3. Community and user base: Observe the community and user base of the project, including activity on social media, user participation, and the quality of community building. An active, loyal community may increase the liquidity and market demand for a token.
4. Actual application and adoption : Understand the actual application scenarios and adoption of the project, as well as real-world partnerships. Whether the project has been applied in actual scenarios and whether it has partner support will have an impact on the value of the token.
5. Competitive advantages and differentiation: Analyze the advantages and differentiation of the project in the competition in the same industry, and whether it has a sustainable competitive advantage. Projects with unique technology, business models or market positioning may be more attractive.

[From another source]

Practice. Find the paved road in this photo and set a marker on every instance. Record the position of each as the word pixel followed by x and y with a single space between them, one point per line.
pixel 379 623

6. Financial status and fund management: Review the financial status and fund management of the project, including token allocation, fund operations and project development planning. Good fund management and transparent financial reporting can increase investor trust and project sustainability.
7. Risks and uncertainties: Identify the risks and uncertainties of the project, including technical risks, market risks, legal risks, etc. Understanding and evaluating the impact of these risk factors on the value of tokens can help make sound investment decisions.
Evaluating the value of high FDV and low circulation tokens requires comprehensive consideration of multiple factors and a rational and objective attitude for analysis and judgment. Investors should choose appropriate investment strategies based on their own risk tolerance and investment goals, pay close attention to project development dynamics and market performance, and adjust investment portfolios in a timely manner.
In response to the recent prevalence of high FDV and low circulation tokens, Crypto exchanges Binance and OKX have successively adjusted their currency listing strategies, which has attracted widespread market attention. Binance stated that it will be the first to support small and medium-sized cryptocurrency projects and sincerely invites high-quality teams and projects to apply for Binance currency listing projects, including: Direct Listing, Launchpools, Megadrops, etc. We hope to promote the development of the blockchain ecosystem by strengthening support for small and medium-sized cryptocurrency projects with good fundamentals, organic community foundations, sustainable business models, and industry responsibility.
However, there are also voices pointing out that the currency listing adjustments of exchanges such as Binance only treat the symptoms but not the root cause. Lack of liquidity in the market remains a key issue, and low market capitalization does not mean good performance in the secondary market. Therefore, retail investors need to pay attention to investment strategies and avoid over-reliance on market enthusiasm and short-term fluctuations.
For high FDV and low circulation tokens, exchanges should consider lowering the token listing price and adhere to the principle of a reasonable lock-up period; project parties need to pay attention to token allocation and unlocking time, and Committed to creating valuable products and a healthy community ecology; VCs need to maintain price discipline and encourage founders to maintain a realistic attitude; while retail investors need to choose projects carefully and pay attention to the unlocking of tokens and the matching of internal and external values.
In general, high FDV and low circulation tokens not only affect the development and market performance of the project itself, but also affect the operation and development of the entire crypto ecosystem. High FDV and low circulation token projects need to build an ecosystem that can encourage all parties to contribute and benefit together to ensure the steady development and continued growth of the token.